Son tiempos duros los que corren. Difíciles, tensos y el adjetivo se los pone el lector según su propia realidad, que puede ser más o menos compleja a partir de su calidad y nivel de vida, su salud, las condiciones de su vivienda, sus ingresos, o simplemente, la cuota de felicidad y empeño que le ponga a sus días, que bien sabemos que en ese aspecto recae una parte importante del cómo nos podamos sentir.
Lo cierto es que como denominador común la sociedad no atraviesa su mejor momento, porque la economía, una variable transversal, afecta a todos. La inflación galopante, los altos precios, la comida escasa y los malditos apagones, frutos de la crisis energética, hacen que no siempre amanezcamos con el mejor rostro, con la más feliz de las sonrisas.
“Anda mucha gente con caras largas”, se escucha decir, y no es para menos, pero lo peor que nos puede pasar es que ese sentimiento se traslade a los demás, a ese que tiene sus propias dificultades y ha salido de casa a trabajar, a dar lo mejor de sí o a buscar una solución con la ayuda de los demás a su problema.
¿Acaso puede el maestro llevar una “cara larga” a su alumno, a ese niño pequeño que tampoco durmió bien y que espera encontrar en el aula el beso del profesor, el juego con el amigo, la risa de la inocencia?
¿Acaso puede llevarla el médico a sus pacientes? Ese médico que cobra poco, que pasa trabajo para conseguir las cosas del hogar, que apenas ha dormido, tampoco debe, a pesar de todo, recibir con el ánimo apesadumbrado a quien necesita de él.
¿Acaso puede ir molesto y bravo el dependiente, el que trabaja todo el tiempo con la población detrás de un mostrador de una tienda, de una farmacia, de una bodega? No, tampoco debería pasar.
Cuando los tiempos son felices es muy fácil plantar una buena cara, casi sale sola. Mas, cuando no hay ni siquiera un buchito de café para ofrecerle a quien llega, las cosas se tornan difíciles, y no se trata de andar fingiendo, se trata simplemente sin obviar las dificultades, de ofrecer nuestra mejor respuesta, de mirar a los ojos a quien llega al trabajo en busca de una solución o un camino a su problema.

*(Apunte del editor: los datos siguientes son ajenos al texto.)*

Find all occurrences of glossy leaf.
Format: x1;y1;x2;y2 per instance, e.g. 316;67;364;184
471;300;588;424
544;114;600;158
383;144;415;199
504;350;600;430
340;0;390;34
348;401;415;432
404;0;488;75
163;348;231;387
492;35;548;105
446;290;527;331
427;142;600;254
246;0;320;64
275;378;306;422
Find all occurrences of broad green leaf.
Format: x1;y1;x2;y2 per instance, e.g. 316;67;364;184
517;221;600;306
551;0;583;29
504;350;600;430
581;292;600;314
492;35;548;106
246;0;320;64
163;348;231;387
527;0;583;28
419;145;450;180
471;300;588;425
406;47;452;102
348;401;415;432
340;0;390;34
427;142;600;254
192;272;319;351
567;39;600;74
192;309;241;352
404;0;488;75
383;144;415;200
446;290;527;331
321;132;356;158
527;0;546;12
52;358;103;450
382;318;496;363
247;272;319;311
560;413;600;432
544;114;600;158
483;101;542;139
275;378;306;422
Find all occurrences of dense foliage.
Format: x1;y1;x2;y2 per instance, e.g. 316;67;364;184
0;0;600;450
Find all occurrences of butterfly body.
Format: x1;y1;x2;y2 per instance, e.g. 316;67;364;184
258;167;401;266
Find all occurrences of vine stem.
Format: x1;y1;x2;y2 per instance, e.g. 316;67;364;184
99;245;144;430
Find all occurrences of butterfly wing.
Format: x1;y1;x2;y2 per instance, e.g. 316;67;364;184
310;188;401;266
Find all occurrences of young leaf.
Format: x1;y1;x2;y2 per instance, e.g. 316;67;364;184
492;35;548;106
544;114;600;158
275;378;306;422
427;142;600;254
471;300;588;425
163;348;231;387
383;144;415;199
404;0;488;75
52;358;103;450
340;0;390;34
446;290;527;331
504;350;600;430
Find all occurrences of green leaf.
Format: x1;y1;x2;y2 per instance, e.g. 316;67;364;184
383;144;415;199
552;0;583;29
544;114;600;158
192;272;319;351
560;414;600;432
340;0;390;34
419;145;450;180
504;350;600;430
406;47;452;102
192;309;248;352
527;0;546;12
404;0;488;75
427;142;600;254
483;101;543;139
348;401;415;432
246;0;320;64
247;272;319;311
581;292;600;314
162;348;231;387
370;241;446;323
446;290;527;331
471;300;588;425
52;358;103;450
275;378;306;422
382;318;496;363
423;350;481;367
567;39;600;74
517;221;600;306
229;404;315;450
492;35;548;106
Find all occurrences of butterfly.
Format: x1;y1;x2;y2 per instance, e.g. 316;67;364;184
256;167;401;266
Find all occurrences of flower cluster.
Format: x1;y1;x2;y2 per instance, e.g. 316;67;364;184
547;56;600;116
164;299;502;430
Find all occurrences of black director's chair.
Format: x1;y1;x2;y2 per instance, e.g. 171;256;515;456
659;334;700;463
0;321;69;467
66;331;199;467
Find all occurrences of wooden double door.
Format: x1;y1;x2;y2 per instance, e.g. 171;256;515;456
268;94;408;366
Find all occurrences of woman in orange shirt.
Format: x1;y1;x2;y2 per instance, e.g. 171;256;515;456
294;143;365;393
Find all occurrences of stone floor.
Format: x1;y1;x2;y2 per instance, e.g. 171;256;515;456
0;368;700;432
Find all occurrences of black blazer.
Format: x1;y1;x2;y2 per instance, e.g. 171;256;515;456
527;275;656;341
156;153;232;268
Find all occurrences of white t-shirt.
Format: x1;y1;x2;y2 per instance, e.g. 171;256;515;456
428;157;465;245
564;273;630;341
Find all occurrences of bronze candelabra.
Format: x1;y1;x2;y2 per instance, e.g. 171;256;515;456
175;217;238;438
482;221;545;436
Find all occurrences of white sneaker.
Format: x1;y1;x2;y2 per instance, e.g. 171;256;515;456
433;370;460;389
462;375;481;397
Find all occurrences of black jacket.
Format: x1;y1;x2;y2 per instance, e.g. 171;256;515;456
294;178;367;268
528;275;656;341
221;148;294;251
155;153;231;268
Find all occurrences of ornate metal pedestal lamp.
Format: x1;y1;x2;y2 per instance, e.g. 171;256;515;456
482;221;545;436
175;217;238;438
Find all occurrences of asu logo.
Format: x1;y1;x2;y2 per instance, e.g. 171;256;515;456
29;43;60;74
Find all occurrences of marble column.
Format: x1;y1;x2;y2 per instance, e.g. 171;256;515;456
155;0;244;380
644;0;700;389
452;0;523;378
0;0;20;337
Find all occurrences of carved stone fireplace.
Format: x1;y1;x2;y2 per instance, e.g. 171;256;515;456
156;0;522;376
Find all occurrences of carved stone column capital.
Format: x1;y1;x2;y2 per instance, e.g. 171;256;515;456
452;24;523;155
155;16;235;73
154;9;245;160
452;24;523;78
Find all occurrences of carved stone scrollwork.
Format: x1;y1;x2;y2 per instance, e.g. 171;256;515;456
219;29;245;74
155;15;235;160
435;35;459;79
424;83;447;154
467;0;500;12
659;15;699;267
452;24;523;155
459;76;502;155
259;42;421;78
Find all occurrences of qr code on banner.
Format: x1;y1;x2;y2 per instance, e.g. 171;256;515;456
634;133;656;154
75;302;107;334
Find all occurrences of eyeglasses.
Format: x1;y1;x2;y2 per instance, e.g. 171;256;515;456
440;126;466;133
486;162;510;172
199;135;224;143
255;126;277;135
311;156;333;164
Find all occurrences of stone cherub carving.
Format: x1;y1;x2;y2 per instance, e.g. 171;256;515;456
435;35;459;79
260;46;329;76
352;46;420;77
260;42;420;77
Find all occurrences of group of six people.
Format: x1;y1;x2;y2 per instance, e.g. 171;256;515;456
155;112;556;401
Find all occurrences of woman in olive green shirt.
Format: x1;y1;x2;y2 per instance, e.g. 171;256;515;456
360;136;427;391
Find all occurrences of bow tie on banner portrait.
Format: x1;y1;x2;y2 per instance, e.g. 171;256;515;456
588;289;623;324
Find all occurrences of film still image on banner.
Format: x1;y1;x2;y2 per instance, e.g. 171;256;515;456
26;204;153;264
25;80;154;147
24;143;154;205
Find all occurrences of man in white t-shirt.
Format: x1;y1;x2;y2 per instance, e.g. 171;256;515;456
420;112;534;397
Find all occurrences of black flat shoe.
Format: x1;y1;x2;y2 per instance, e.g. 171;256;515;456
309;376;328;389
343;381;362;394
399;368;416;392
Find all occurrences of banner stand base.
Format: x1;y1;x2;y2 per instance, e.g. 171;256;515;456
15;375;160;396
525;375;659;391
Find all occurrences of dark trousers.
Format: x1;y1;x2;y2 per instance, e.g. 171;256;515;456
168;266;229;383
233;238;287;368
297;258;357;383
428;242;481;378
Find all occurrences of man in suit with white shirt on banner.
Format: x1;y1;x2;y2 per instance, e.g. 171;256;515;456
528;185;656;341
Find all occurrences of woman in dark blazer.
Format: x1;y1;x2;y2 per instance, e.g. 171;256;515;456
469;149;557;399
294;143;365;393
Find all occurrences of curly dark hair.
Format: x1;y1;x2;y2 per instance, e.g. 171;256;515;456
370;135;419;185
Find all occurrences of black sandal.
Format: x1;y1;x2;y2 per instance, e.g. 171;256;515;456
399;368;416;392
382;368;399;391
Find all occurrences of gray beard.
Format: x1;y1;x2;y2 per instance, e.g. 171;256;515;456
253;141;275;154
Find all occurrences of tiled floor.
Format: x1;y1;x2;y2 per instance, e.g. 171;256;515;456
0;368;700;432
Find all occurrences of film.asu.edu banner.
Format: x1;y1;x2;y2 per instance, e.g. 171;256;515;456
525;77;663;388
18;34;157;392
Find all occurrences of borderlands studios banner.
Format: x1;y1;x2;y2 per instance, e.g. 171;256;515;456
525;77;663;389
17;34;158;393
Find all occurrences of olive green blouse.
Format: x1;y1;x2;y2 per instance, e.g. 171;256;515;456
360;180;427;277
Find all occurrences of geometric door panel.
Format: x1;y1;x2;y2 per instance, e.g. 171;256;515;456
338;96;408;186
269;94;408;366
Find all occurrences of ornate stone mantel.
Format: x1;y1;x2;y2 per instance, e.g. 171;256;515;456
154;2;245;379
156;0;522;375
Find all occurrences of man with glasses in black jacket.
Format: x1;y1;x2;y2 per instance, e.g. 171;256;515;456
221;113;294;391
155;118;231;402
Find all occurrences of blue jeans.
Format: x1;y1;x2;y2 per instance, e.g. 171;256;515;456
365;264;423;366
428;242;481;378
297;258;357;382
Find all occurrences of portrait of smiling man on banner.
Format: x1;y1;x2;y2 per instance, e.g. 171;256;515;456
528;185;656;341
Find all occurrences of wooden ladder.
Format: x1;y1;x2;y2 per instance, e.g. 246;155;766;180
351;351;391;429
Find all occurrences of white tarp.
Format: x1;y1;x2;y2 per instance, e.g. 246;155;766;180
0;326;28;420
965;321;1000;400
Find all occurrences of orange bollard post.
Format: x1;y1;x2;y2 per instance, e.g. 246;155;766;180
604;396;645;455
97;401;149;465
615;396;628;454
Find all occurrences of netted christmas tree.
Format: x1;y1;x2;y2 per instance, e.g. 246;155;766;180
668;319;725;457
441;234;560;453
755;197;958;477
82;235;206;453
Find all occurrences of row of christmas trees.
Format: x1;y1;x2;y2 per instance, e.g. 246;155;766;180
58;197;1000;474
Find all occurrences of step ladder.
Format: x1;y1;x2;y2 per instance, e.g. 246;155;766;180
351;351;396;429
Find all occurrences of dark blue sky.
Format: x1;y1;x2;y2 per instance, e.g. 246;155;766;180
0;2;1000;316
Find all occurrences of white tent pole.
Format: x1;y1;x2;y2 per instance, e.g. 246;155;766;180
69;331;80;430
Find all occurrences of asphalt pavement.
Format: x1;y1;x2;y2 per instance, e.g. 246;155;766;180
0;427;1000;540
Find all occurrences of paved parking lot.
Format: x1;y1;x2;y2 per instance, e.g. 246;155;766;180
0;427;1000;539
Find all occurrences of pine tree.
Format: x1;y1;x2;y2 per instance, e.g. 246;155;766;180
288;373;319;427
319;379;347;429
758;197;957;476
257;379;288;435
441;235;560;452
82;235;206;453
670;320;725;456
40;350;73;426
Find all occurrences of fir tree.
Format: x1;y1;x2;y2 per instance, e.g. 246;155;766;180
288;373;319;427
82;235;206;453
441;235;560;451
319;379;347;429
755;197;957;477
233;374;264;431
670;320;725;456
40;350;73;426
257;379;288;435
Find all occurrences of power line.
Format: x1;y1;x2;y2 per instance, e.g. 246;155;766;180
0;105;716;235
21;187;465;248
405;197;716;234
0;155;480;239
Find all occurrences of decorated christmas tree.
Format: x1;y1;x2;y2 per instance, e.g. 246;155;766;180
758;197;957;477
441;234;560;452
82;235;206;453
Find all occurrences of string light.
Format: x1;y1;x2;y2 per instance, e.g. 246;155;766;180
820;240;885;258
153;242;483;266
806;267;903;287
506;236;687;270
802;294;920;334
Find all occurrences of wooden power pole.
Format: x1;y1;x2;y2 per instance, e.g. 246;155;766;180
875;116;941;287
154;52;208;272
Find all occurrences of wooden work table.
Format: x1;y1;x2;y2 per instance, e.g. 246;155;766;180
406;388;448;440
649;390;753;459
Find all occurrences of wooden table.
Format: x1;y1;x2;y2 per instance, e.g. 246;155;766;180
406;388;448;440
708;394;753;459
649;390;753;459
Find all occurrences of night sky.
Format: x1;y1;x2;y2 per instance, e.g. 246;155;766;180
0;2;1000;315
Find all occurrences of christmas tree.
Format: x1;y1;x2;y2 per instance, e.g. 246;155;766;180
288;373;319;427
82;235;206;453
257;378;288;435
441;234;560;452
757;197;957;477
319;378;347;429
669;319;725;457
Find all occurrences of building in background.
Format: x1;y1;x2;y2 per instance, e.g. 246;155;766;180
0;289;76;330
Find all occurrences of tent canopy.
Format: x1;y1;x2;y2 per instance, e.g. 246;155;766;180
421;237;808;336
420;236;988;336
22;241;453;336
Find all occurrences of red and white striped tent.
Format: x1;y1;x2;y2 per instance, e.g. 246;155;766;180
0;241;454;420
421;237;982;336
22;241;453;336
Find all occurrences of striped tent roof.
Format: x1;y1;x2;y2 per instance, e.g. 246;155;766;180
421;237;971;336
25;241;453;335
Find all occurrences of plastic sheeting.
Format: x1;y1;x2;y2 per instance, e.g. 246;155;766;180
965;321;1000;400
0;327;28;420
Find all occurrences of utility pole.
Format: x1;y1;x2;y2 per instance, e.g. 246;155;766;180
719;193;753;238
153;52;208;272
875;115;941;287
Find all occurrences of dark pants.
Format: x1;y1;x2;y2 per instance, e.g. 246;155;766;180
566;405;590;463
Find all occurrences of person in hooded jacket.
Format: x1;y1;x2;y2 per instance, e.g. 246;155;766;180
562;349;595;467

Todos debíamos tener una mejor remuneración, o al menos una que satisfaga las necesidades del hogar, de la familia: el maestro que forma generaciones, el médico que salva vidas, el dependiente que presta un servicio, el economista, el periodista, el jubilado, todos deberían poder llegar con mejores caras cada día a su puesto de trabajo o a su casa.
A veces hay que apartarse de nuestros propios problemas para poder entender los del otro. A veces hay que ponerse en los zapatos ajenos y pensar que puede ser nuestro hijo el que va a la escuela o nuestro padre el que acude al médico, y que el propio médico o el dependiente pasaron por las aulas del viejo profesor.
Solo eso nos salvará en estos días difíciles: el buen trato, la cortesía o la respuesta oportuna sin “peloteos” de quien no tiene deseos de trabajar, que bastante enredado está todo para que, entre cubanos, nos pongamos la vida más dura, más fea y con caras más largas.